Tim O’Brien is best known for his dynamic 1990 collection of linked short stories The Things They Carried, which concerns the members of a platoon of soldiers during the Vietnam War. In it, O’Brien draws from his experiences in the war; it is a devastatingly dark but deeply human look at a group of individuals attempting to cope with a hellish conflict that they do not understand. As I wrote in my review of the collection: Generally, O’Brien writes in an autobiographical tone, even using his own name when he refers to himself as a first-person character. It’s hard to know what’s fiction and what’s fact in the collection, and O’Brien alludes to that, intimating that it doesn’t matter.
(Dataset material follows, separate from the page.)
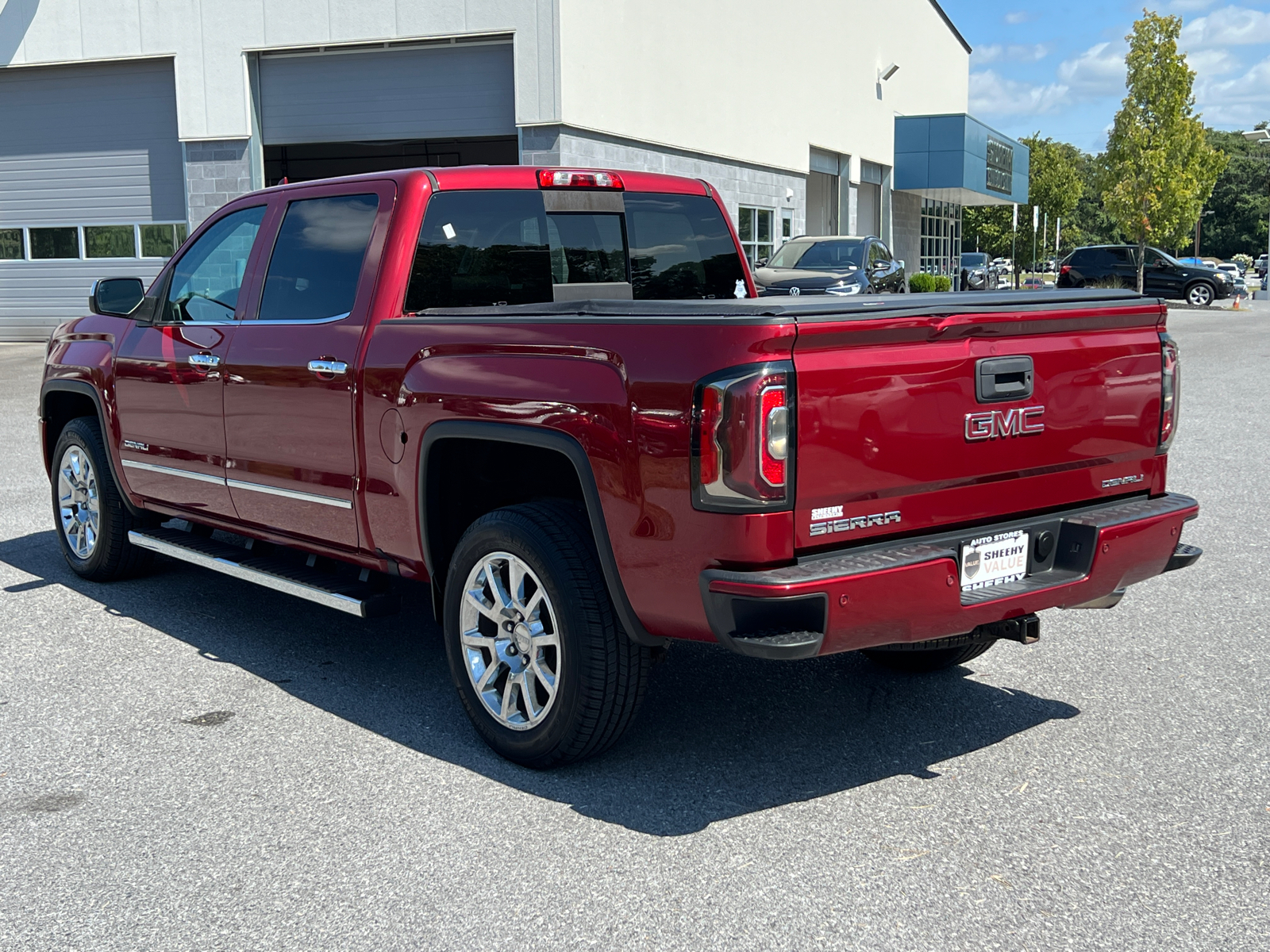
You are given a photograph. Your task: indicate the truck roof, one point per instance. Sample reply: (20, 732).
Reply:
(511, 177)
In contrast, America Fantastica is obviously all made up. It’s a tall tale about a chronic liar who may or may not be named Boyd Halverson, a hero of the fake news networks who abruptly snaps, robs a bank, and kidnaps the petite teller. She turns out to be amenable to the abduction; in fact, she continually tries to seduce him and become engaged to him. In the meantime, they are pursued by her psychotic murderous ex-boyfriend, a psychotic torturer hired by Halverson’s ex-wife’s husband, and other unsavory characters. It is initially difficult to make sense of all the strange goings-on and satirical plot twists, but eventually, about two hundred pages in, everything falls into place and the book becomes very difficult to put down. At times it seems to be infectious nonsense, a comic book without pictures. In fact, it is one of the most entertaining and insightful novels I have read in a long time.
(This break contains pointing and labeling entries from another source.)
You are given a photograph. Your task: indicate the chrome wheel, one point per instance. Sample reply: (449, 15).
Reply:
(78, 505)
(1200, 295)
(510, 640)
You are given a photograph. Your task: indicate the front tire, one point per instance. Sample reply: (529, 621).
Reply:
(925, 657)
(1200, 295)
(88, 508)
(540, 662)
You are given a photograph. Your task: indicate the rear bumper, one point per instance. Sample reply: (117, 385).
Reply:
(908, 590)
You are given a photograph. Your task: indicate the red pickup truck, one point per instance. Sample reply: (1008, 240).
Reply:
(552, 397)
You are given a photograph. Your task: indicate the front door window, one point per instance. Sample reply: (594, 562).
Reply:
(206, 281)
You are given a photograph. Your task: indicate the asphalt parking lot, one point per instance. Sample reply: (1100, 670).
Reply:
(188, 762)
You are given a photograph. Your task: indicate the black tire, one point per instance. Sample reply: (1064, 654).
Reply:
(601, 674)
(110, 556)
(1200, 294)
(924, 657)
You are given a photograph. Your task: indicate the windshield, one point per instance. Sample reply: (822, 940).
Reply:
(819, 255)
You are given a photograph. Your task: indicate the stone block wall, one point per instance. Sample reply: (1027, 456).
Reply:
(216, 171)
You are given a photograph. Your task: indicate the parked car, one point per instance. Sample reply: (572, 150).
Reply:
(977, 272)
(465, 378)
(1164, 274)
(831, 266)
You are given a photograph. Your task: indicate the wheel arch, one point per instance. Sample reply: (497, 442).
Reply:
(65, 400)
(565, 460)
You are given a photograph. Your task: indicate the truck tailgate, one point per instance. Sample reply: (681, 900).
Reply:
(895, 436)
The underlying theme running through the book is America’s obsession with falsehood, a national malady that O’Brien calls mythomania, the lying disease, which at the time of the story, just before COVID shuts down the country, has reached epidemic proportions. It is promulgated in the novel by the current POTUS and by a nationwide grid of falsifiers who try to outdo each other by spreading more and more outlandish stories; it is epitomized by Halverson, who is so used to lying about everything that it becomes second nature to him. He hardly realizes what the truth is anymore.
Recently I read a book called Trust Me, I’m Lying: Confessions of a Media Manipulator by Ryan Holiday, and it was perfect preparation for America Fantastica. The thing is, Trust Me, I’m Lying is nonfiction; it is an expose of a horrific malady flooding and overwhelming the internet of unscrupulous so-called reporters who generate clickbait stories out of their imaginations without bothering to research and find out whether they are true. O’Brien’s vision about a country inundated with falsehood, its citizens gobbling it eagerly and begging for more, is hardly even an exaggeration. This bodes ill for those who crave honesty and forthrightness as national and international standards.
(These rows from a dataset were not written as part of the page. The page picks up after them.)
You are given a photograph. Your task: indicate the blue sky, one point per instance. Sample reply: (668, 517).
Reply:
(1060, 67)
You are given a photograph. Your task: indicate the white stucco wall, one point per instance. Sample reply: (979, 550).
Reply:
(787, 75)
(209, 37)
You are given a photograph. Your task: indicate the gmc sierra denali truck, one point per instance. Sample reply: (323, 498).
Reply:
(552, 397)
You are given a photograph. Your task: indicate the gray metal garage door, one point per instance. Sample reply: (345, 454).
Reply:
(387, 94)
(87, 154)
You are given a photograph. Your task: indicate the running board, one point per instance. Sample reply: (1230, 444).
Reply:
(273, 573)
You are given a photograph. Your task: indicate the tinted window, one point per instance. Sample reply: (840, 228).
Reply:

Near the end of the novel, COVID strikes and the world goes into lockdown. However, this does nothing to contain the spreading and escalating of the plague of mythomania. Like COVID, it infects the vulnerable, leaving them helpless to its ravages. Some of the wild news stories that O’Brien’s fake news writers throw into the mix seem hopelessly far-fetched until I glance at current internet news feeds. I then realize that truth in the media is already in danger of extinction. O’Brien’s satirical spotlight is timely and essential. Highly recommended.